For those of us who don't live in Washington DC, much of the exhibit is available online at the gallery's website, which showcases many of the portraits along with some useful commentary. The highlight of the exhibit online is a section entitled "The Spoken Word," which features audio recordings of poets reading from their work. You can hear Langston Hughes read from "The Negro Speaks of Rivers":

I've known rivers:
I've known rivers ancient as the world and older than the flow of human blood in human veins.

My soul has grown deep like the rivers.

The exhibit casts something of a wide net in identifying "modern" poets.
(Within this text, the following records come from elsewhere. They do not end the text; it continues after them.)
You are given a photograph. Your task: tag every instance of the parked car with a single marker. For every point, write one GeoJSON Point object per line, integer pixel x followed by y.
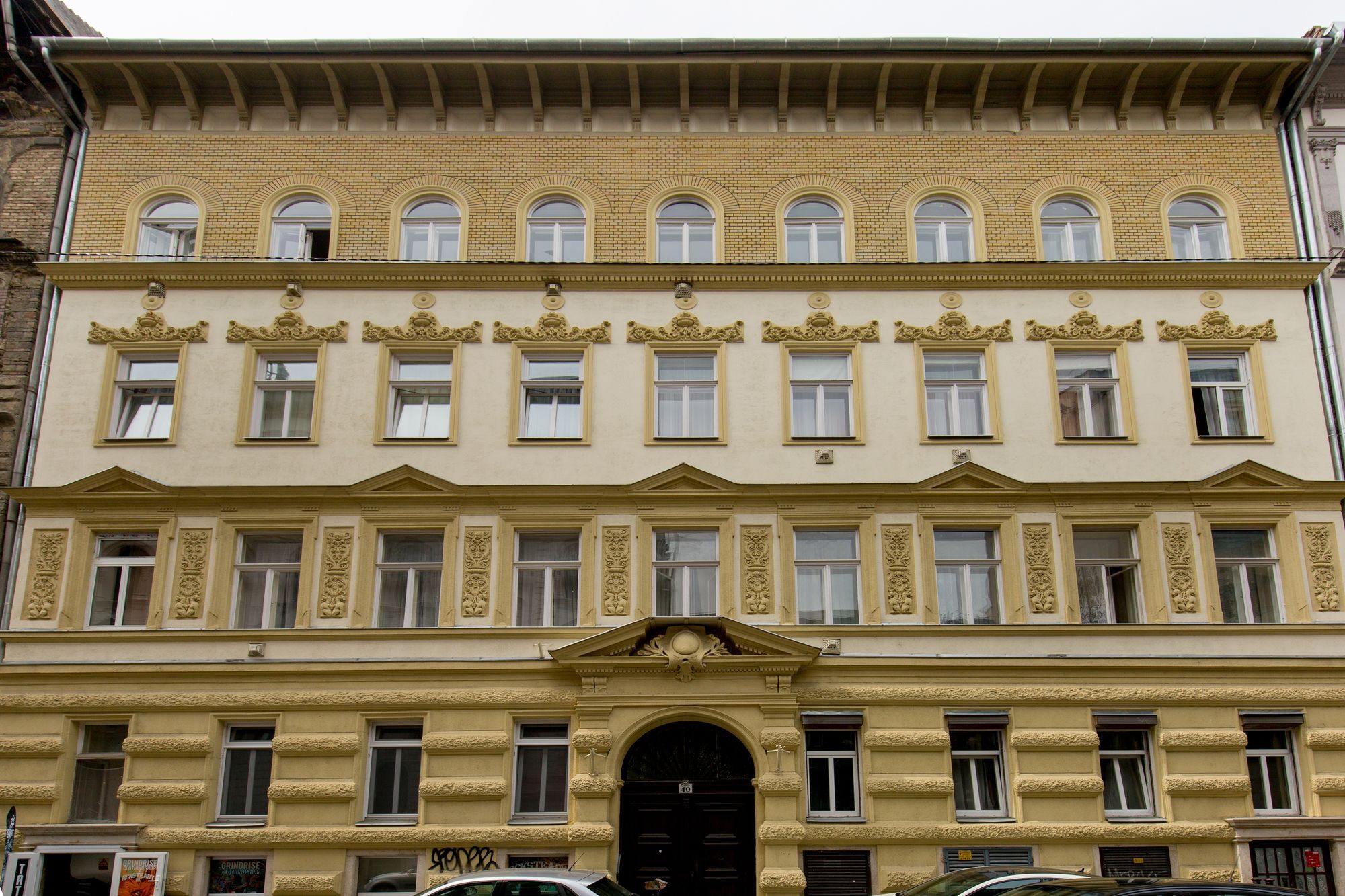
{"type": "Point", "coordinates": [987, 880]}
{"type": "Point", "coordinates": [531, 881]}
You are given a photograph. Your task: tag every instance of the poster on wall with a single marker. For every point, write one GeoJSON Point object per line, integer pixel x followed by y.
{"type": "Point", "coordinates": [139, 873]}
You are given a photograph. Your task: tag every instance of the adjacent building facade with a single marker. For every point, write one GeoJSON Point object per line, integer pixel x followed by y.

David C Ward, the gallery's curator (and a poet himself), explained the gallery's thinking: "The poet had to respond to the immediacy of modern society -- which I think is the core characteristic of modern poetry." Or, as Ezra Pound put it in his poem "Hugh Selwyn Mauberly,"

The age demanded an image

Of its accelerated grimace,
Something for the modern stage,

"Poetic Likeness" certainly succeeds in identifying and celebrating the evolution of essentially American strands of poetry. It gives one a sense of how American poets first broke from the grand, decorous verse of the English tradition they inherited, striving instead to, as Pound famously put it, "make it new." It shows how American poetry, while never abandoning its roots entirely, evolved to include passages like this one from John Ashbery's "Paradoxes and Oxymorons":

This poem is concerned with
language on a very plain level.
Look at it talking to you.

Thanks to the Smithsonian, we can also get a good look at the poets who were (and, in some cases, are still) doing the talking. It's a great way to meditate on how American poetry has changed in response to American culture, and how it will continue to change. As Whitman put it "I tramp a perpetual journey, (come listen all!)."

The exhibit runs through April 28 in downtown Washington.